Before my hiatus from this column (apologies!), I promised I would embark on an examination of the controversial themes of crime, violence, and power in hip hop. “Cop Killer” by Ice-T and Body Count isn’t exactly hip hop, but it was the track that brought the gangster mentality into the brightest limelight. Possibly the most controversial song since Elvis shook his hips, the release of “Cop Killer” dragged the nation into an embarrassing and very noisy debate about First Amendment rights and, despite being pure punk rock, the place of hip hop in mainstream culture.

It isn’t entirely surprising that the controversy surrounding this track reflected mostly on hip hop as a genre. Ice-T was a rapper, and even his work as a vocalist for the band Body Count was clearly rap. Also, remember that this track dropped in 1992, after a good five years of increasing visibility of and, indeed, hostility towards, gangster hip hop. In the coming weeks, we’ll get into some of the drama caused by groups like NWA in years previous, but “Cop Killer” is undoubtedly the pinnacle of this period of angst as gangster hip hop invaded suburbia.
The song is all about a guy who’s been fed up with police brutality and being stopped by a cop for no reason, so he decides to get his black gloves and his black shirt and his ski mask and head out to kill some cops. Not exactly the deepest of lyrics, but the message is, errr, blatant. It shouts out Rodney King and Darryl Gates (who was the LAPD Chief at the time), and was released the year following the LA riots that stemmed from the Rodney King beating. Ice-T called it a “protest song,” one that was meant to speak for the angst of the lower classes who were sick and tired of mistreatment by the police.
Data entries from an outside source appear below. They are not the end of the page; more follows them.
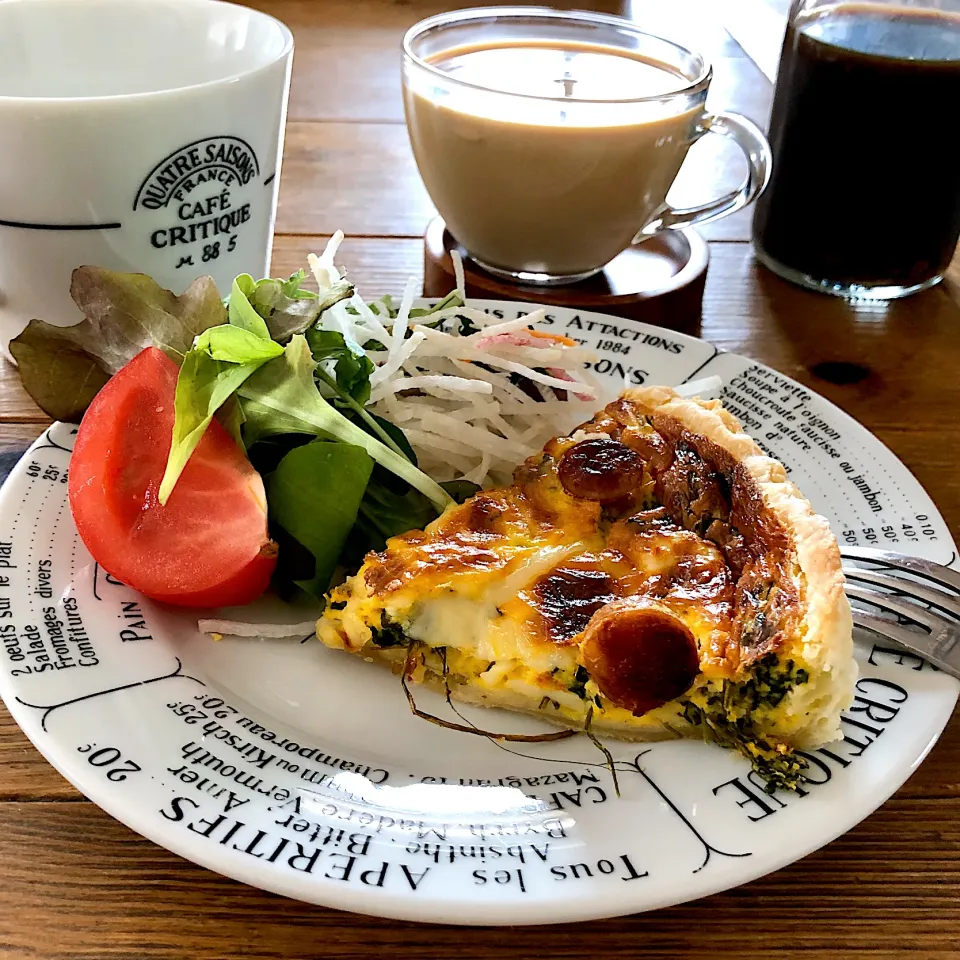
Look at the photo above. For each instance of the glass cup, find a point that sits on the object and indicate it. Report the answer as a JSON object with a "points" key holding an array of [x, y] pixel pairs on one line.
{"points": [[548, 140], [864, 201]]}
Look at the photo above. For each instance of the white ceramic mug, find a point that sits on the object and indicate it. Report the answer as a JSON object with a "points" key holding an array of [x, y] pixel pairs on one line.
{"points": [[139, 135]]}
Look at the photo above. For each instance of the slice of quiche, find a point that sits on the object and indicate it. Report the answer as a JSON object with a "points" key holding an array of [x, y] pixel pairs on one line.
{"points": [[653, 574]]}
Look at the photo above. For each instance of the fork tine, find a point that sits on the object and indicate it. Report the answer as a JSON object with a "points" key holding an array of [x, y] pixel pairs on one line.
{"points": [[897, 605], [910, 588], [899, 561], [904, 637]]}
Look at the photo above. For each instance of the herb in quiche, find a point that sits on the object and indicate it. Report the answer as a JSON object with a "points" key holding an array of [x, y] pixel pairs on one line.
{"points": [[726, 716]]}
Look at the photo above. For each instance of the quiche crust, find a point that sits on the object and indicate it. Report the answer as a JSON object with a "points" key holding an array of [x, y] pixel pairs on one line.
{"points": [[505, 600]]}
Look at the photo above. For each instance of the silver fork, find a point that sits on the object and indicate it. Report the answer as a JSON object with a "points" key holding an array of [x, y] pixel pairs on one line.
{"points": [[884, 586]]}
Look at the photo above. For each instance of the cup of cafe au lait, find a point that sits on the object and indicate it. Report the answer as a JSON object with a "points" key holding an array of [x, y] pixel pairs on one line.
{"points": [[549, 140]]}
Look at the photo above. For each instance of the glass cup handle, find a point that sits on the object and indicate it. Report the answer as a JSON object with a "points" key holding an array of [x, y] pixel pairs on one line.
{"points": [[756, 150]]}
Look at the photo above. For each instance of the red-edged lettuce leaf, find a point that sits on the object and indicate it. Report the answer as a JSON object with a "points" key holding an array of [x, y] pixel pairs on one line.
{"points": [[62, 368]]}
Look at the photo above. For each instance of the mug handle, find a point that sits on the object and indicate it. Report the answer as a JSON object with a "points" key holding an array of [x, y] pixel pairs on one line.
{"points": [[756, 150]]}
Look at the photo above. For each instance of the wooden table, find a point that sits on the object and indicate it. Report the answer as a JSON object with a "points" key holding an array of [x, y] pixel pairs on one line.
{"points": [[75, 883]]}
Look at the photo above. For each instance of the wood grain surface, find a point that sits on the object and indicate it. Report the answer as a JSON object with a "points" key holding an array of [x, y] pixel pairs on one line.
{"points": [[76, 884]]}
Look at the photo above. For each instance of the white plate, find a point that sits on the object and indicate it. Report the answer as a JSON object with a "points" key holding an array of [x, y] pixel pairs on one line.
{"points": [[300, 770]]}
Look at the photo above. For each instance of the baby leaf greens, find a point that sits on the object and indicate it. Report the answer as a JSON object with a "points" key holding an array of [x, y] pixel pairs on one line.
{"points": [[339, 480], [221, 360], [314, 495], [282, 397]]}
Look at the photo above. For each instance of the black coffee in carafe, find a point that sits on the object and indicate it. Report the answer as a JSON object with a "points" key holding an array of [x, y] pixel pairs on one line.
{"points": [[865, 193]]}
While eventually the band decided that the controversy surrounding the song had outweighed the musical value and re-released the album without the track, the scandal was huge. You had people like George HW Bush, Tipper Gore, and Dan Quayle comparing the song to Nazis on the one hand, and others crying free speech and racism on the other. While the song isn’t available in any official format any more, in some ways its release wasn’t a total defeat for freedom of speech. After the controversy subsided, hindsight has proven 20/20, and the nation as a whole became far more accepting of such themes in music.

And if you don’t know, now you know…
Ice-T now played a cop in the movie “New Jack City” and currently plays one on “Law and Order: SVU.”
Bob Marley and the Wailers are the original cop killers.